Children who tend to struggle the most with literacy, such as boys and those from disadvantaged backgrounds, were also found to be the least likely to be able to spot fake news and almost two-thirds of teachers (60.9%) believe fake news is harming children’s wellbeing by increasing levels of anxiety, damaging self-esteem and skewing their world view.
Parents can play a crucial role in helping their children develop the necessary critical skills, as the report found that children are most likely to talk to their family (29.9 percent) about fake news and least likely to speak to their teachers (6.4 percent).

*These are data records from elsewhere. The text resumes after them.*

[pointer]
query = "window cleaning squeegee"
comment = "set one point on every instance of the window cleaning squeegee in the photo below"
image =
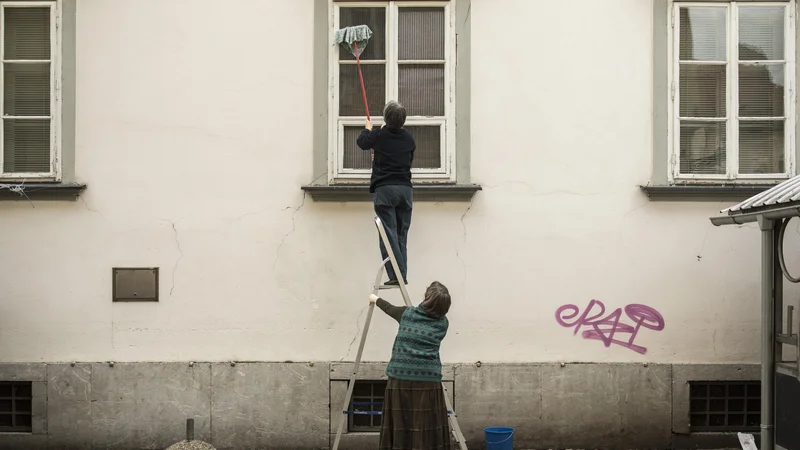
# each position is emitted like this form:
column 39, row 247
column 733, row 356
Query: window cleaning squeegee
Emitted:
column 354, row 40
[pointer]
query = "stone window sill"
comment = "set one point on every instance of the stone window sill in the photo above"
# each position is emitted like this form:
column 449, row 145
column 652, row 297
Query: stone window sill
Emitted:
column 40, row 191
column 704, row 192
column 422, row 192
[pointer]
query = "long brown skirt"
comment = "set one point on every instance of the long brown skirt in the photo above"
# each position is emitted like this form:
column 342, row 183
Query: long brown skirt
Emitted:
column 414, row 417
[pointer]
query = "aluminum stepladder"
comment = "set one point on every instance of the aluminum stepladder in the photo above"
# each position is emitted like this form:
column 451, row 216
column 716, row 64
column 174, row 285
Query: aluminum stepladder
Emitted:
column 452, row 418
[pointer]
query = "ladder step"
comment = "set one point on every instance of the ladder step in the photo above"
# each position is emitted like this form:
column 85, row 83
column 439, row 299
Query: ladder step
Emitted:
column 384, row 287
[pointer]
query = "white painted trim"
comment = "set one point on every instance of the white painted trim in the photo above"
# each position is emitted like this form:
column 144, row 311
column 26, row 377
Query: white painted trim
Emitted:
column 732, row 119
column 55, row 89
column 732, row 47
column 336, row 171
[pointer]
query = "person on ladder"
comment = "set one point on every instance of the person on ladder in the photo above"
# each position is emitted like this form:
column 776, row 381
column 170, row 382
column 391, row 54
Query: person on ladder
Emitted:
column 390, row 184
column 414, row 414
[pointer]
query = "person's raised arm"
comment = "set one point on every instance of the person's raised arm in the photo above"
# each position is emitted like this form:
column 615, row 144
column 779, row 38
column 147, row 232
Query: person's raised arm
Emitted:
column 368, row 137
column 395, row 312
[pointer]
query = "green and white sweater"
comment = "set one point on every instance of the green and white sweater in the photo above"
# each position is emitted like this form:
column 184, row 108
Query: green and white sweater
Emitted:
column 415, row 355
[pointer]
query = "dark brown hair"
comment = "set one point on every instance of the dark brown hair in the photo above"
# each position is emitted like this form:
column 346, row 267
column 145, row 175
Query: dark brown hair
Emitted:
column 437, row 300
column 394, row 114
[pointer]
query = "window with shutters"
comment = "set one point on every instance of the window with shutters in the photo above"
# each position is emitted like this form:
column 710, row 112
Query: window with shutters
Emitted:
column 30, row 102
column 733, row 91
column 410, row 58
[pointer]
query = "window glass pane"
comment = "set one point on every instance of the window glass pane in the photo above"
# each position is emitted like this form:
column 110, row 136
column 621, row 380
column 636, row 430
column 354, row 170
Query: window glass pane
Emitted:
column 703, row 90
column 27, row 33
column 355, row 158
column 421, row 33
column 761, row 147
column 429, row 145
column 761, row 33
column 421, row 89
column 703, row 150
column 761, row 90
column 26, row 89
column 375, row 19
column 26, row 146
column 351, row 100
column 703, row 33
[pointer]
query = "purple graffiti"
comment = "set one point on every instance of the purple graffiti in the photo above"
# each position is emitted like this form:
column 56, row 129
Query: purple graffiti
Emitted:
column 606, row 328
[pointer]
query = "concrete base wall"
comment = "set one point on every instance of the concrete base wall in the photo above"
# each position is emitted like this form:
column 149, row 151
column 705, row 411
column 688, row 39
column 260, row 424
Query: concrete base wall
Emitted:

Some of the young people said this was because they felt more freedom at home to express their opinion and not be judged or mocked by their peers.
One Year 10 pupil said: “It’s easier to speak to my parents about what I think and what my views [are] than in school because I feel like it’s hard to have an opinion here in school without getting judged. Like if you have a certain political view or you think, you have a certain opinion or view on something, that you’ll get picked on, people just make fun of you.”
So what can you do to help your child tell if a story is fake?
The National Literacy Trust advises talking to your child about the news, as doing so will help them learn to question it and work out for themselves if they trust it. Here are some simple steps to help you with these conversations:
STOP - Heard a news story you’re not sure about? Before you decide to believe it, or share it with anyone, take a minute to stop and think about it.
QUESTION - How does the story make you feel? Why? What do you think the journalist wants you to believe?
CHECK - Who wrote the news story? Do you recognise the news company who published it? Is the story reported by any other news companies? Does it quote experts or use official sources of information? If you’re not sure about if the facts in a news story are true, you can use websites such as fullfact.org to check.
DECIDE - If you’ve checked and you think it looks like a true story, decide whether you want to share it. If you do, how will you share it and with who?